Nawal Rezagui

Nawal Rezagui, la cuisine de la mémoire et de l’émotion

Née au Maroc, où elle grandit bercée par le parfum des plats mijotés et la convivialité des grandes tablées familiales, la cheffe Nawal Rezagui se destinait d’abord à une carrière dans l’informatique industrielle. C’était sans compter sur sa passion d’enfance, la cuisine, qui a fini par s’imposer comme une évidence. Elle entreprend de nouvelles études, ouvre un restaurant à El Jadida avant de s’envoler pour la France pour approfondir sa formation en gastronomie. Un pari réussi ! Dix ans seulement après sa reconversion, la cheffe décroche, en mars 2026, sa première étoile Michelin à la tête du restaurant Alcôve, en Champagne. Entre souvenirs d’enfance et passion du partage, elle nous livre les secrets d’une cuisine universelle.

Vous venez de décrocher votre première étoile Michelin. Quelles ont été vos toutes premières pensées à l’annonce de cette distinction ?

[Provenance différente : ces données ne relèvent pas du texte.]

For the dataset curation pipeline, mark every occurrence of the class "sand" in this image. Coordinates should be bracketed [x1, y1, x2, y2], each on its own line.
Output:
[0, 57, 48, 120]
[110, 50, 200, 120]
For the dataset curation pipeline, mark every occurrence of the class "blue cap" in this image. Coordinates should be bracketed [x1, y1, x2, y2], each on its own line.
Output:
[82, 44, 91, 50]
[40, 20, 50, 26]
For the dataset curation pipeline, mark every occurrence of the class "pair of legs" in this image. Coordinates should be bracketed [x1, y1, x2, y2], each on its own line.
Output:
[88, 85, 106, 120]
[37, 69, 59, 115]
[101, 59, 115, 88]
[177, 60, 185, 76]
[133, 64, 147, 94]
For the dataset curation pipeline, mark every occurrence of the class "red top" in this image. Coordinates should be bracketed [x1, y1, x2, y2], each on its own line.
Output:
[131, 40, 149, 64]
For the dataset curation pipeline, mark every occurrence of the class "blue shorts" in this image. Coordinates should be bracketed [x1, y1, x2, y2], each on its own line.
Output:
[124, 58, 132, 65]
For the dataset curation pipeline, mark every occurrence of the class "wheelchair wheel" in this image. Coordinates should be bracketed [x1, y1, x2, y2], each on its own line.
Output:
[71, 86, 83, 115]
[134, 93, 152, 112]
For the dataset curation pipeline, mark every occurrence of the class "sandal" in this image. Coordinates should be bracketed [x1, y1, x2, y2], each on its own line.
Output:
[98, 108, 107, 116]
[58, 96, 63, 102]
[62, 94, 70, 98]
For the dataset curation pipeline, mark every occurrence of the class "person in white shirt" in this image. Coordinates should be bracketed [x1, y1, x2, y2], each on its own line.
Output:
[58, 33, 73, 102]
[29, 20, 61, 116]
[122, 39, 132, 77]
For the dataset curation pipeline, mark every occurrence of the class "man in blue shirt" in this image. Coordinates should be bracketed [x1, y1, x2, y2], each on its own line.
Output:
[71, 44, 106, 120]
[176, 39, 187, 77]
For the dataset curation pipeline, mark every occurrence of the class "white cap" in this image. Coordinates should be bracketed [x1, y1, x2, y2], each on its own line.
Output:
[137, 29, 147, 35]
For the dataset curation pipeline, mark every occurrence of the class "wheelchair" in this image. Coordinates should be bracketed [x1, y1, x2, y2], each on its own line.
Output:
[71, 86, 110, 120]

À ma famille, à ma mère surtout. Mon mari était à côté de moi, très ému lui aussi. J’ai repensé à tout le travail accompli, aux moments de doute, de fatigue, de stress, ainsi qu’à toutes les personnes qui m’ont soutenue et à celles qui n’ont pas cru en moi.

Comment définiriez-vous l’identité de votre cuisine aujourd’hui ?
Je fais une cuisine qui me ressemble, entre précision technique, mélanges subtils et caractère.

Quel plat exprime le mieux votre identité culinaire ?
Toute ma carte !

Un retour de client qui vous a particulièrement marqué au cours de votre parcours?
Oui. Une cliente a pleuré en goûtant mon plat d’agneau aux épices douces. Il lui avait rappelé ce que lui préparait sa grand-mère.

Vous dites souvent que « la cuisine, c’est un voyage dans le temps : quand on mange quelque chose, ça nous ramène toujours à notre enfance ». Quels goûts du Maroc vous accompagnent encore au quotidien ?
Il y en a tant ! L’odeur des sardines grillées dans les rues en été, les plats mijotés aux épices, la saveur de la viande aux pruneaux des jours de fête… et bien sûr le couscous du vendredi partagé en famille.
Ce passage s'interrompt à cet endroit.